Last week Mr Hughes said that the Government’s arguments are “weak”. They claim their true agenda is to avoid confronting the agriculture industry over growing concerns of over allocation of fresh water to farms, which is where a charge for fresh water allocation to farmers would solve the problem.
“The Government is blaming extreme events like extreme rainfall patterns and volcanic eruptions as I think it is an incredibly weak excuse to really hide their true agenda which is that they’re not prepared to crack down on the source of pollution, which we know in New Zealand, a big part of it is dairy intensification,” says Mr Hughes.
The dairy industry has been slow over the past year following struggling global milk prices, yet despite this Mr Hughes believes a further cost to farmers will not hurt profitability.
“So take water pricing, which is something we’ve been promoting for a long time now, if farmers have access to uncharged water they will use it prolifically, so a small marginal charge actually encourages more efficient use, more efficient investment with the equipment they’re purchasing so [a small charge on water] can actually help them save money in the long run.”
However, according to DairyNZ a charge on water would force a “fundamental” restructuring of resource allocation. Environmental Policy manager for DairyNZ Mike Scarsbrook says a price on water would not be a “viable alternative” to the current system under the Resource Management Act.
“The basis of the Resource Management Act is that we’re looking to more sustainable management of our resources. As a country we have a whole range of natural resources – soil, water, etc. – that the RMA sets out to manage the use and development of those resources in a way that provides for current generations use of the resources but also for future generations.
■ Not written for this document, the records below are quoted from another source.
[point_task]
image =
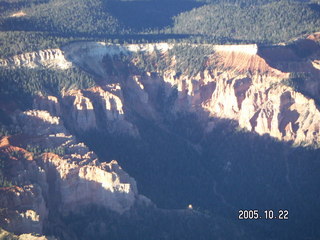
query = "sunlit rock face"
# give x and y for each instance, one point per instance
(24, 209)
(65, 179)
(49, 58)
(243, 83)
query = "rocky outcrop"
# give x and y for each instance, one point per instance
(50, 58)
(240, 82)
(64, 178)
(96, 108)
(23, 209)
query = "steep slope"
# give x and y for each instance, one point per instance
(56, 175)
(170, 113)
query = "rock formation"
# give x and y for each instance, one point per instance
(64, 178)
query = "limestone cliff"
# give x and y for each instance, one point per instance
(56, 174)
(50, 58)
(245, 84)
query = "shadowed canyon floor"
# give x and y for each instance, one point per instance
(230, 135)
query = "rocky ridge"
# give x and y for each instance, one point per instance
(66, 169)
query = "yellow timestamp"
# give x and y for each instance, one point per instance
(266, 214)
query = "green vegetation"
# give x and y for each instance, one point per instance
(37, 150)
(22, 84)
(270, 23)
(190, 59)
(65, 17)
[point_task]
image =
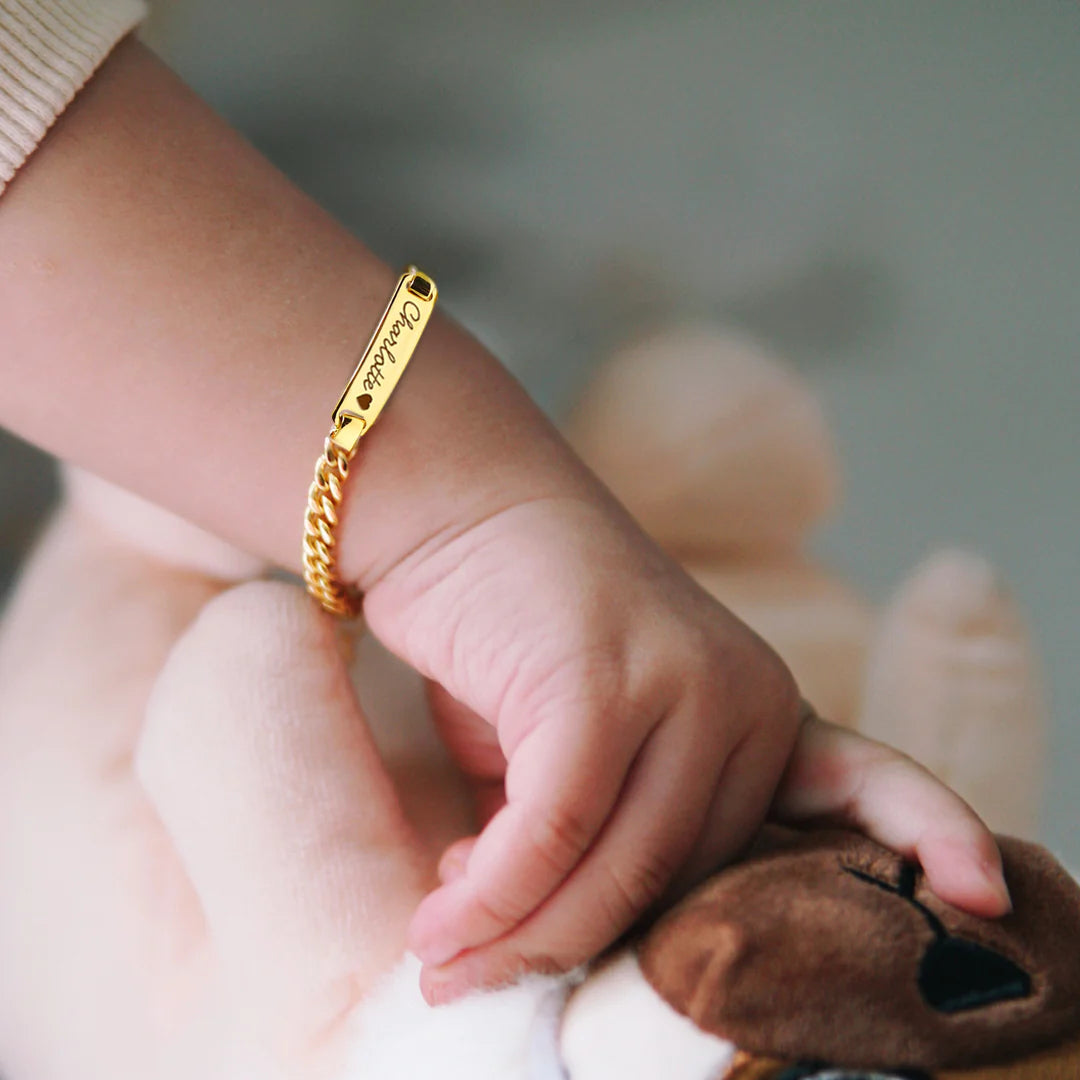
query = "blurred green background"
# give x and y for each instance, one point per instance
(887, 193)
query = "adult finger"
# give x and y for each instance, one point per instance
(262, 770)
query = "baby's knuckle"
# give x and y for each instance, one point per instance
(633, 888)
(562, 835)
(501, 907)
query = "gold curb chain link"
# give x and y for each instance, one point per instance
(320, 526)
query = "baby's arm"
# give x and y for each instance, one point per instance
(178, 319)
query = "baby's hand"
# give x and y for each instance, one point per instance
(629, 729)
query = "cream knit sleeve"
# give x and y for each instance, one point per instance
(48, 50)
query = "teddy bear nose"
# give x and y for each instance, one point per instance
(956, 975)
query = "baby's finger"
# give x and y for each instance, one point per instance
(655, 824)
(474, 746)
(838, 777)
(455, 860)
(261, 768)
(561, 786)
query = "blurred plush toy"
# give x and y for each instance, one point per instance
(210, 868)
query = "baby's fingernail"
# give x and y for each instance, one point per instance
(441, 987)
(996, 879)
(435, 950)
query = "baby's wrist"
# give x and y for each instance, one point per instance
(459, 442)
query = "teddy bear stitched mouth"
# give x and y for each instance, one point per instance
(955, 974)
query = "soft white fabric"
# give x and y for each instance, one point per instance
(48, 50)
(483, 1037)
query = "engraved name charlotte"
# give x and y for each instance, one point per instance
(382, 350)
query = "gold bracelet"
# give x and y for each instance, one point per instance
(377, 374)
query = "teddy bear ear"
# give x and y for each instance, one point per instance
(711, 443)
(826, 947)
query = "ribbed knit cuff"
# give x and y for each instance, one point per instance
(48, 50)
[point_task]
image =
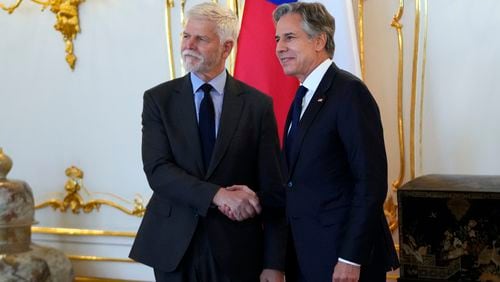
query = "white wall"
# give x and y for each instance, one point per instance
(52, 118)
(460, 128)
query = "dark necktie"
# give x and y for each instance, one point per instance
(206, 124)
(292, 133)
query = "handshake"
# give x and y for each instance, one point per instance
(237, 202)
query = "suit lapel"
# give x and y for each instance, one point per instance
(317, 101)
(231, 111)
(186, 113)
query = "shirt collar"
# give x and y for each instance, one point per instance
(312, 80)
(217, 82)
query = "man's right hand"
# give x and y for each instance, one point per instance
(237, 202)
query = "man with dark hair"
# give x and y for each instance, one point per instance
(334, 159)
(211, 156)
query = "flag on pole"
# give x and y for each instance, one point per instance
(256, 61)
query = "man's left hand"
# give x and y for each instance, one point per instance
(271, 275)
(345, 272)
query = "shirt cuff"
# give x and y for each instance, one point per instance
(349, 262)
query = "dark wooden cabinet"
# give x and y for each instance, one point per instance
(450, 228)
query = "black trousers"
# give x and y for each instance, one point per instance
(197, 265)
(293, 273)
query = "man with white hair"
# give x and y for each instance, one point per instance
(211, 156)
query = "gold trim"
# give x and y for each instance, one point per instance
(99, 259)
(12, 8)
(67, 21)
(75, 201)
(396, 24)
(422, 85)
(392, 276)
(361, 37)
(390, 208)
(169, 4)
(80, 232)
(413, 97)
(98, 279)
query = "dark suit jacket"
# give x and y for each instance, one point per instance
(246, 152)
(337, 183)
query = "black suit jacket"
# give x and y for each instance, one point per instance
(246, 152)
(337, 183)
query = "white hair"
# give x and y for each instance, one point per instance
(226, 23)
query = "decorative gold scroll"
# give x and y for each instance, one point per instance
(390, 208)
(74, 201)
(67, 21)
(413, 97)
(398, 26)
(361, 37)
(12, 8)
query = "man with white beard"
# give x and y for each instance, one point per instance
(210, 151)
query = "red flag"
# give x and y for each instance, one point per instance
(256, 61)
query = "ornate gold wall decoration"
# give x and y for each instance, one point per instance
(74, 201)
(67, 21)
(398, 26)
(390, 207)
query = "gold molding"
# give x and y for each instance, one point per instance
(98, 279)
(169, 4)
(361, 37)
(11, 8)
(422, 85)
(67, 21)
(99, 259)
(413, 96)
(80, 232)
(390, 208)
(398, 26)
(76, 203)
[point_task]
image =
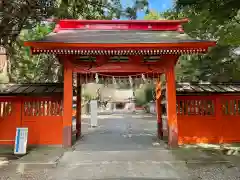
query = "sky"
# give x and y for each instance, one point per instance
(156, 5)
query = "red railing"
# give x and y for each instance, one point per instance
(208, 119)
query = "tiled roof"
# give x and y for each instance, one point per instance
(57, 88)
(117, 36)
(30, 89)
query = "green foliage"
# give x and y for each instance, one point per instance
(37, 68)
(219, 10)
(220, 64)
(17, 15)
(21, 21)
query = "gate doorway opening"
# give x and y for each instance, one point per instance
(106, 50)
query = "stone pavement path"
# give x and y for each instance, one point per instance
(123, 146)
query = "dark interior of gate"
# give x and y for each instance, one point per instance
(116, 48)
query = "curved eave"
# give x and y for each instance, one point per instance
(120, 49)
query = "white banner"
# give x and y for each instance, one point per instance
(94, 111)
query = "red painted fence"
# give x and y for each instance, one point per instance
(208, 119)
(42, 115)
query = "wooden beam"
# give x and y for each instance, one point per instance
(171, 108)
(79, 107)
(67, 104)
(158, 110)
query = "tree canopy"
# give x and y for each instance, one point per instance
(220, 10)
(16, 15)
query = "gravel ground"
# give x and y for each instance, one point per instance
(124, 146)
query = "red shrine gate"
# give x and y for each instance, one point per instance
(100, 41)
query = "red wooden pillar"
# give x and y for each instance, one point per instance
(67, 104)
(158, 110)
(171, 107)
(79, 107)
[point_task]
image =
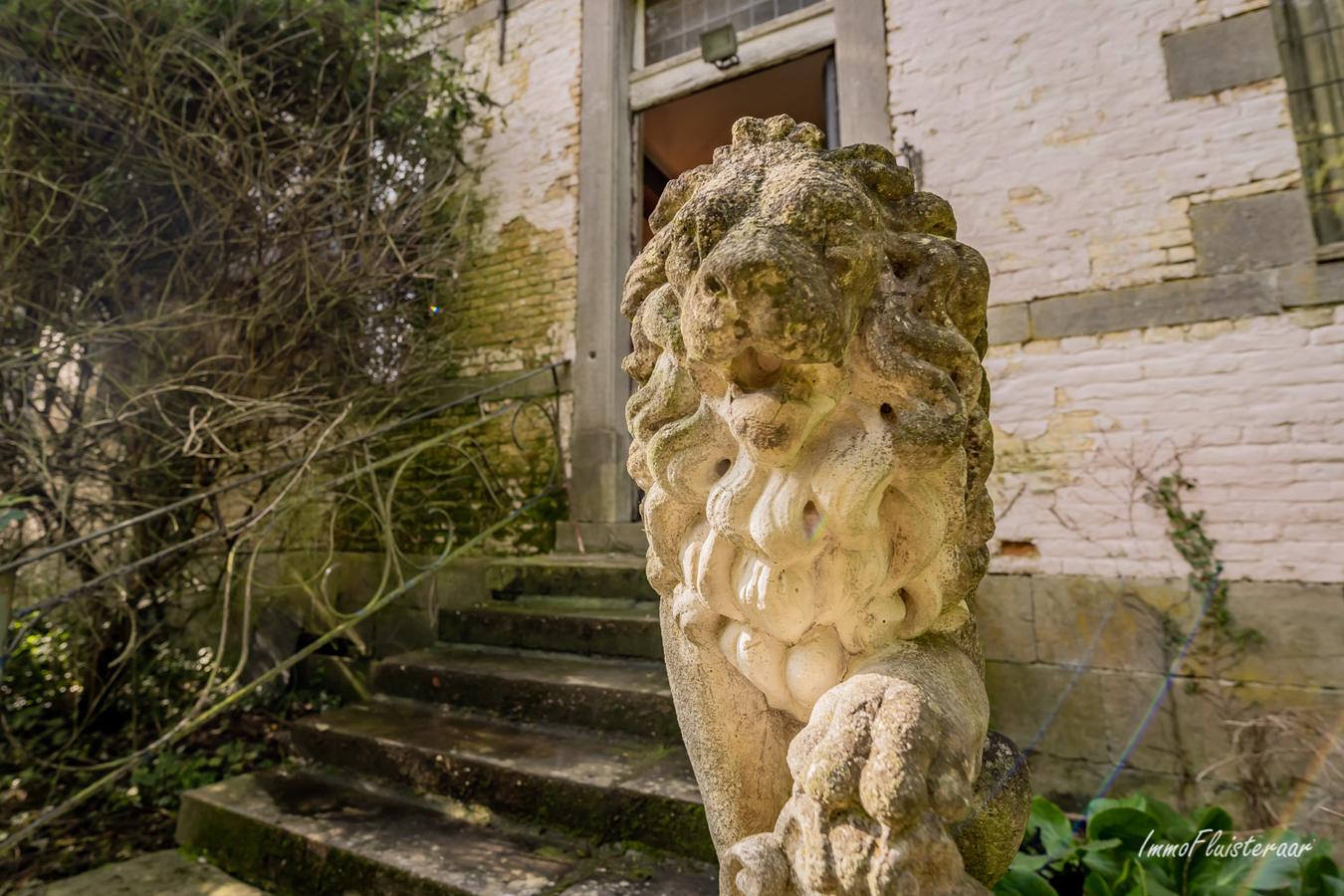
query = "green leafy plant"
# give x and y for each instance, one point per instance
(1109, 852)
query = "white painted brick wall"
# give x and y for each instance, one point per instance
(1252, 408)
(529, 156)
(1050, 129)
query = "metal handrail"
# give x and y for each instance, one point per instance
(280, 468)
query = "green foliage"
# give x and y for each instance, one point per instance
(45, 757)
(1187, 535)
(1108, 853)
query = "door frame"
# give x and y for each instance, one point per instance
(611, 91)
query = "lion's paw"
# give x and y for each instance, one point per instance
(882, 774)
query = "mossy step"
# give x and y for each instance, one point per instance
(298, 831)
(557, 573)
(626, 696)
(607, 788)
(564, 623)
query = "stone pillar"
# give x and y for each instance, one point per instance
(862, 72)
(601, 488)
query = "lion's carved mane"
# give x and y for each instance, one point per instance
(810, 430)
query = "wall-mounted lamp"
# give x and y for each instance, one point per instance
(721, 46)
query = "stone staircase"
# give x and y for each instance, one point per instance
(534, 750)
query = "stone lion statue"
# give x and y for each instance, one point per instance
(812, 438)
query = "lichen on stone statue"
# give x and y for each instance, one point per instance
(810, 431)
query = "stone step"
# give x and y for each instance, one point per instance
(624, 696)
(603, 626)
(304, 831)
(610, 788)
(557, 573)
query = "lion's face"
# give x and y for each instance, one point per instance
(809, 425)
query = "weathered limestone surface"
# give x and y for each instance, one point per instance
(810, 433)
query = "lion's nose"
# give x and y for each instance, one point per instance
(767, 288)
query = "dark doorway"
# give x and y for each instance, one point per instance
(684, 133)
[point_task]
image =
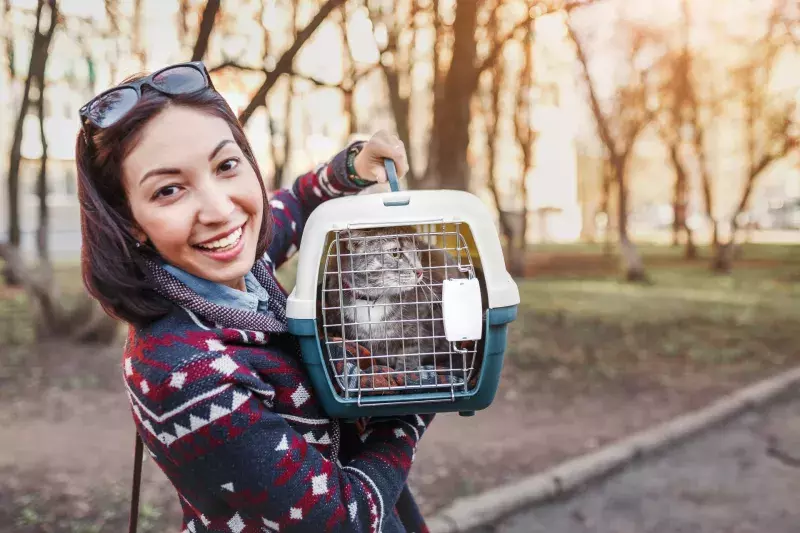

So I put my faith in the Resource Management Act as it is currently set out to do that sustainable resource management and I don’t see charging, which would require a fundamental shift in the way we manage our resources, as a viable alternative,” says Mr Scarsbrook.
Mr Scarsbrook said that while there is a long way to go in improving water standards, the Government’s National Policy Statement, that outlines the goals for fresh water standards, is a good first step.
“In terms of the regulations the [Government] has put in place I think the general sense is that the [National Policy Statement] was a good first step but there are significant gaps in it that need to be fixed and I know there is a lot of work going on to reduce some of those gaps. Certainly our view here from DairyNZ is that the National Policy Statement for Fresh Water Management is a really good first step,” according to Mr Scarsbrook.
Recently opposition parties have called for the Government to take action over water pollution, with the Labour Party saying “New Zealanders should be able to swim in their local rivers”.
Labour Party leader Andrew Little has accused the Government’s national standard of water being merely ‘wadeable’ as “appalling”. However, Mr Scarsbrook says that while this standard may be low, it does not restrict communities from pushing for higher standards of water quality.
“[National Policy Statement] they refer to sites that are below the national line because of natural features. The classic example is the Ashburton river where there’s a breeding colony of seabirds upstream from state highway one, so downstream of that water way there is high levels of E.coli, which is way higher than swimmable water quality standards. So of course there is no point trying to achieve water quality there because to do that you have to get rid of those native birds which is clearly not the right outcome.
“So there are real challenges to having swimmability everywhere. I think we need to have a conversation as a country about what does swimmability mean; does it mean everywhere at all flows, all times of the year, or does it mean we want to make sure that the first step is everywhere people want to swim or would like to swim or have swam in the past and want to restore them,” says Mr Scarsbrook.
Minister for the Environment Dr Nick Smith could not be reached for comment, however last week he responded to question over water pollution in Parliament saying the government had invested record amounts in restoring the quality of fresh water in New Zealand.